Our second to last night, a large group arrived at the hotel for dinner. No one mentioned to any of us "regulars" that dinner would be at 9:00 instead of earlier and that this evening it would be a buffet. The other nights we had always wandered up to the outdoor eating place some time between 7:30 and 8:00 and they always had seemed eager to serve the dinner and get it over with. The whole experience was a lot more casual, than even I am used to, but essentially it worked -we ate, snorkeled, lay in the sun and rested up. The odd part, though, is that it was a much more expensive a vacation than other ones I've had in Egypt. They obviously are geared only to Europeans, not to Egyptians. 

Over the days I realized that this operation must make its money is from the dive center which is connected with the hotel but located on the beach. It seemed that daily bus loads of tourists dropped off, were wading out to boats ready to take them diving. And sometimes boats would arrive and anchor to let their load of snorkelers and divers swim for a couple of hours. On the boat that took us out snorkeling we did meet two groups of Egyptians one young group and one older. Both groups included graduates from AUC. There were hammocks on the beach and one Egyptian man, who said he had done the sound design for the Youssef Chahine film the Immigrants and won an award for it in Johannesburg, invited us to come down in the evening to the beach, where he said it was pleasant to lie in the hammocks and look out at the sea and stars, but my friend needed to grade papers and I didn't feel safe walking the 300 meters down to the beach and being there on my own in the dark. It felt odd because in Cairo I always feel safe to go anywhere by myself, but I guess that is because of the guards that are everywhere and the fact that the streets are never empty of people and light. Somehow with the Bedouin village just behind the rise in the land, and the fact I had not seen one Bedouin woman the whole time I was there, made me feel that it probably was not appropriate for me to be walking around by myself at night. And I didn't want to be dependent on someone I had just met that afternoon.

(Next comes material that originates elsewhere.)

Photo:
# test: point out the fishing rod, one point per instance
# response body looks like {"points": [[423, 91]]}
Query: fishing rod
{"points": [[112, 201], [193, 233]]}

We were hoping that for the ride back to the airport on Saturday, we would not have the same driver. I had met an older man at the beach when I was trying to find someone to unlock the place where my snorkeling equipment was being stored, who was introduced to me as the driver. But we ended up with again with a young boy, so I realize now that the older man must be the Bedouin man in charge of setting up the drivers. He makes a bundle of money, (400LE a person one way) but I imagine the young boys don't get much of it.

The drive back had better music, only one flat tire which was quickly fixed and happened while we could enjoy beautiful streaks of red clouds behind mountains on our left and on our right light green aqua water. The wind, which seemed constant down there, and was welcome at that time of year because of the intense heat, had not let up the whole four days. All in all, it was a great vacation, but probably not everyone's cup of tea!  I'm glad, though, that we weren't in the Sinai. Because of the lack of communications in the south, and our lack of Arabic, we only found out about the bombs in Taba when we got back to Cairo on Saturday morning.